The East African Community has developed new import tax changes to improve production in the region.
Kenya, Burundi, Rwanda, Tanzania and Uganda have now adopted a Common External Tariff that took effect on July 1 after being approved in a pre-budget consultations by respective Finance ministers on May 13.
“The duty remission measures adopted by the EAC partner states will ensure that local manufacturers can import raw materials and inputs which are not available in the region at a lower rate,” East African Business Council executive director Peter Mathuki said in a statement.
This seeks to safeguard manufacturers of a certain products against similar cheap imports.
Some of the targeted products include textile (garments) and textile products; leather (shoes) and leather products, edible oil; tiles, processed tea, coffee and cocoa, meat and meat products and steel articles, iron and metal products.

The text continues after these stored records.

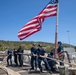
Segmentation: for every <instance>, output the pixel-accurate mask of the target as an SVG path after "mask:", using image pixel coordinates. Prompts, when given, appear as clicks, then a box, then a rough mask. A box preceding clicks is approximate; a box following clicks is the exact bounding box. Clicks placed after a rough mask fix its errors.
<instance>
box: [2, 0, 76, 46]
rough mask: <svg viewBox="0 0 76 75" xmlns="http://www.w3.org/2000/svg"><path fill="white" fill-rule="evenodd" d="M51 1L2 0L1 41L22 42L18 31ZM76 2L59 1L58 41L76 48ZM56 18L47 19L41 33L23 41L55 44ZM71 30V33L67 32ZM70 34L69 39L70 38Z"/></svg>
mask: <svg viewBox="0 0 76 75" xmlns="http://www.w3.org/2000/svg"><path fill="white" fill-rule="evenodd" d="M49 1H50V0H0V40H9V41H20V40H19V38H18V37H17V34H18V31H19V30H20V29H21V28H22V27H23V26H24V25H25V24H26V23H27V22H29V20H31V19H32V18H33V17H35V16H36V15H37V14H39V12H40V11H41V10H42V9H43V8H44V7H45V6H46V5H47V3H48V2H49ZM75 7H76V0H60V1H59V21H58V22H59V24H58V40H59V41H62V42H63V43H68V44H69V38H70V44H72V45H75V46H76V31H75V30H76V8H75ZM55 28H56V16H54V17H49V18H47V19H46V20H45V21H44V22H43V25H42V29H41V31H39V32H37V33H35V34H33V35H31V36H30V37H28V38H26V39H24V40H23V41H43V42H49V43H54V42H55ZM68 30H69V32H67V31H68ZM68 33H69V38H68Z"/></svg>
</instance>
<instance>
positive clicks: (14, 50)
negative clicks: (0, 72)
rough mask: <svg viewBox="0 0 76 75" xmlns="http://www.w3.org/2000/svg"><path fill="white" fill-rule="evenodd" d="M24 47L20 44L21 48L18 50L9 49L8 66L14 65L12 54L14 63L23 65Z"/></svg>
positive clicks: (14, 49) (6, 52)
mask: <svg viewBox="0 0 76 75" xmlns="http://www.w3.org/2000/svg"><path fill="white" fill-rule="evenodd" d="M23 52H24V50H23V48H22V47H21V46H19V48H18V49H17V50H16V49H14V50H12V49H8V50H7V51H6V54H7V66H12V55H13V56H14V63H15V66H20V67H22V66H23Z"/></svg>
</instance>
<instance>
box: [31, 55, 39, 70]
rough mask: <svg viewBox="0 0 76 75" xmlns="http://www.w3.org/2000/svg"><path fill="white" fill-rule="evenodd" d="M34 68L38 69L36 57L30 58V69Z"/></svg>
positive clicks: (37, 59) (37, 60)
mask: <svg viewBox="0 0 76 75" xmlns="http://www.w3.org/2000/svg"><path fill="white" fill-rule="evenodd" d="M34 66H35V68H37V67H38V59H37V57H36V56H31V68H33V69H34Z"/></svg>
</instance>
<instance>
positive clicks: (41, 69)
mask: <svg viewBox="0 0 76 75" xmlns="http://www.w3.org/2000/svg"><path fill="white" fill-rule="evenodd" d="M37 55H38V66H39V69H40V72H43V71H42V66H41V62H42V61H44V63H45V66H46V67H47V70H48V71H49V73H50V74H51V73H52V71H51V67H50V66H49V64H48V61H47V59H46V57H47V55H46V51H45V50H44V49H43V48H42V46H41V45H38V50H37Z"/></svg>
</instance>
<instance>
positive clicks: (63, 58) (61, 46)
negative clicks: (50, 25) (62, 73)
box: [57, 41, 64, 66]
mask: <svg viewBox="0 0 76 75" xmlns="http://www.w3.org/2000/svg"><path fill="white" fill-rule="evenodd" d="M63 51H64V49H63V46H62V42H60V41H58V49H57V53H58V57H59V60H61V61H63V60H64V54H63V53H62V52H63ZM60 65H61V66H63V65H64V63H62V62H60Z"/></svg>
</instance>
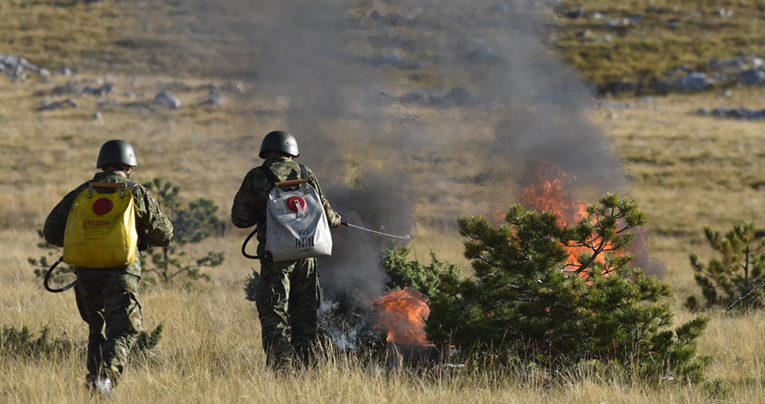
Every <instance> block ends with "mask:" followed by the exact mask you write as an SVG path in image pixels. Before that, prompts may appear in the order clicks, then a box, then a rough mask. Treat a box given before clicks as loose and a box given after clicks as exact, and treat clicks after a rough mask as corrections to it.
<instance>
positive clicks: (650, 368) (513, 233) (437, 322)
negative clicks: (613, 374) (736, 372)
mask: <svg viewBox="0 0 765 404" xmlns="http://www.w3.org/2000/svg"><path fill="white" fill-rule="evenodd" d="M644 221H645V216H644V214H643V212H642V211H640V210H639V209H638V208H637V206H636V204H635V203H634V201H632V200H629V199H625V200H620V199H619V198H618V197H617V196H616V195H613V194H609V195H606V196H605V197H603V198H602V199H601V200H600V202H599V203H598V204H597V205H592V206H589V207H587V209H586V212H583V213H582V214H581V215H579V216H578V217H577V219H576V222H575V223H573V224H571V225H567V224H562V223H561V221H560V220H559V217H558V216H557V215H556V214H555V213H552V212H549V211H547V212H541V213H540V212H536V211H526V210H525V208H524V207H523V206H522V205H514V206H512V207H511V208H510V210H509V211H508V212H507V214H506V215H505V218H504V224H503V225H502V226H499V227H494V226H492V225H491V224H490V222H489V220H487V219H486V218H485V217H464V218H462V219H460V220H459V228H460V233H461V234H462V235H463V236H464V237H465V238H466V241H465V257H466V258H468V259H469V260H471V261H472V267H473V270H474V277H473V278H471V279H460V278H459V277H458V276H454V275H452V274H446V276H445V277H444V278H443V279H442V280H441V282H440V284H439V289H440V293H437V294H435V295H434V296H431V313H430V316H429V318H428V320H427V322H426V324H427V325H426V331H427V336H428V339H429V340H430V341H432V342H433V343H435V344H441V343H446V342H452V343H454V344H456V345H457V346H458V347H461V348H462V350H463V351H467V350H470V349H472V351H473V352H476V353H478V354H480V353H489V352H492V353H494V354H497V355H498V356H495V357H498V358H499V359H500V361H501V362H503V363H509V362H510V361H512V360H513V358H515V359H519V360H524V361H531V362H535V363H537V364H539V365H542V366H545V367H548V368H558V367H560V366H567V365H573V364H577V363H581V362H583V361H593V360H594V361H599V362H609V363H615V364H617V365H618V366H619V367H622V368H624V369H626V370H627V371H628V372H629V373H631V374H639V375H641V376H645V377H650V378H658V377H665V376H667V377H668V376H672V377H680V378H683V379H688V380H697V379H700V378H701V376H702V371H703V369H704V368H705V366H706V364H707V363H708V358H705V357H697V356H696V339H697V338H698V337H699V336H700V335H701V333H702V331H703V330H704V328H705V327H706V325H707V321H708V319H706V318H704V317H698V318H695V319H693V320H691V321H689V322H687V323H685V324H683V325H681V326H680V327H678V328H677V329H675V330H674V331H673V330H670V329H667V327H668V326H669V325H671V324H672V316H673V315H672V312H671V309H670V306H669V304H668V303H667V302H665V301H662V298H664V297H668V296H670V294H671V292H670V289H669V285H668V284H667V283H665V282H663V281H661V280H659V279H657V278H656V277H653V276H647V275H644V274H643V273H642V271H640V270H639V269H637V268H634V267H633V266H632V265H631V260H632V255H631V254H630V253H628V252H627V248H628V247H629V244H630V242H631V241H632V239H633V238H634V237H635V234H634V233H633V232H631V231H630V230H631V229H633V228H636V227H638V226H641V225H643V223H644ZM573 252H575V253H576V255H575V256H574V257H572V256H571V254H572V253H573Z"/></svg>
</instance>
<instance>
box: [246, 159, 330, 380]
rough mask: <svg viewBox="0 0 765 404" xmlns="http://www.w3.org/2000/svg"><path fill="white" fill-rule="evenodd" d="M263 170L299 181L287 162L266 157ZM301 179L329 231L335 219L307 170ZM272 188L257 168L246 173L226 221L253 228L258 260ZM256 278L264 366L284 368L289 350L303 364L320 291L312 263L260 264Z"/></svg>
mask: <svg viewBox="0 0 765 404" xmlns="http://www.w3.org/2000/svg"><path fill="white" fill-rule="evenodd" d="M263 165H264V166H266V167H268V168H270V169H271V171H272V172H273V173H274V175H276V176H277V177H278V178H279V179H280V180H281V181H286V180H294V179H298V178H300V166H299V165H298V164H297V163H296V162H294V161H293V160H292V159H291V158H271V159H268V160H266V161H265V162H264V163H263ZM306 175H307V177H308V178H307V180H308V183H309V184H310V185H311V186H312V187H314V189H316V193H317V194H318V195H319V197H320V198H321V201H322V203H323V205H324V210H325V211H326V213H327V219H328V221H329V224H330V226H338V225H339V224H340V215H338V214H337V213H336V212H335V211H334V210H332V207H330V206H329V203H328V202H327V199H326V198H325V197H324V193H323V192H322V191H321V187H320V186H319V181H318V180H317V179H316V176H315V175H314V174H313V172H312V171H311V170H310V169H308V168H306ZM272 189H273V184H272V183H271V182H270V181H269V180H268V177H267V176H266V174H265V172H264V171H263V170H262V169H260V168H255V169H252V170H251V171H250V172H249V173H247V176H246V177H245V178H244V182H242V186H241V188H240V189H239V192H237V194H236V197H235V198H234V206H233V207H232V208H231V221H232V222H233V223H234V225H235V226H236V227H240V228H246V227H251V226H253V225H257V226H258V242H259V244H258V255H259V256H261V257H262V256H263V254H265V252H266V251H265V245H266V228H265V226H266V202H267V201H268V194H269V193H270V192H271V190H272ZM260 276H261V279H260V288H259V290H258V293H257V300H256V305H257V308H258V314H259V316H260V324H261V328H262V331H261V332H262V336H263V349H264V351H265V352H266V357H267V359H268V363H269V364H270V365H271V366H273V367H275V368H280V369H282V368H288V367H290V365H291V364H292V352H293V350H294V352H295V353H297V354H298V357H299V358H300V359H301V361H303V362H304V363H305V362H306V361H307V360H308V358H309V354H310V349H311V346H312V344H313V342H314V341H315V340H316V332H317V311H318V308H319V298H320V296H319V293H320V292H319V270H318V268H317V266H316V259H315V258H307V259H302V260H297V261H286V262H273V261H272V260H270V259H267V258H266V259H261V260H260ZM290 326H291V330H290ZM290 337H291V338H290Z"/></svg>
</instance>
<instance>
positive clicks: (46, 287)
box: [43, 256, 77, 293]
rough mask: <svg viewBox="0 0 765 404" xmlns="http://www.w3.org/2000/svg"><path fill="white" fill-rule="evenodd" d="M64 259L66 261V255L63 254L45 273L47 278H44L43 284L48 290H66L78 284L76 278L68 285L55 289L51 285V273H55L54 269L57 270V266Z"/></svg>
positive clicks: (67, 289) (62, 290)
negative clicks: (64, 255) (65, 258)
mask: <svg viewBox="0 0 765 404" xmlns="http://www.w3.org/2000/svg"><path fill="white" fill-rule="evenodd" d="M63 261H64V257H63V256H62V257H61V258H59V259H58V260H57V261H56V262H54V263H53V265H51V267H50V268H49V269H48V272H46V273H45V279H44V280H43V286H45V290H47V291H48V292H51V293H61V292H66V291H67V290H69V289H71V288H73V287H74V285H76V284H77V281H76V280H75V281H74V282H72V283H70V284H69V285H67V286H64V287H63V288H61V289H54V288H52V287H50V285H49V282H50V278H51V275H53V270H55V269H56V267H57V266H58V264H60V263H62V262H63Z"/></svg>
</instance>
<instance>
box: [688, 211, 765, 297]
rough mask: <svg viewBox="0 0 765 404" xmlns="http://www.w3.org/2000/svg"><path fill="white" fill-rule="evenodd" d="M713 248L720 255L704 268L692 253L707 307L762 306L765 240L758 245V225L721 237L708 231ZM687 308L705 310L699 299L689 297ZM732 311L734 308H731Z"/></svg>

Applying a lower duty rate is informed by the fact that the region has no sufficient capacity to produce particular products, hence the need to protect East Africans against a higher import duty.
The CET is currently structured under three bands of 25 per cent for finished goods, 10 per cent for intermediate goods and zero per cent for raw materials and capital goods.
There are products under the list that attract rates above the maximum rate of 25 per cent, ranging from 35 per cent to 100 per cent.
Kenya will now maintain application of the EAC CET at rate of 25 per cent and apply a duty rate of 25 per cent on margarine; edible mixtures, for one year. It has also assigned apparel and clothing accessories, knitted or crocheted and articles of apparel and clothing accessories, not knitted or crocheted, as sensitive for Kenya for one year and will apply a duty rate of 35 per cent.
The duty remission measures are specific for the gazetted manufacturers who applied for the importation of a specific amount of input, product at the reduced import duty rate.
The stays of application measures instituted on final products are reported in two scenarios.
One, where EAC states agreed to stay application of the CET rate and apply a higher duty rate for the imported products. And two, where the partner states agreed to stay the CET application rate and apply a lower duty rate for imported products.
The decisions to stay application of the CET rate and apply a higher duty rate are aiming at stimulating local production by safeguarding manufacturing of that particular product against similar cheap imports.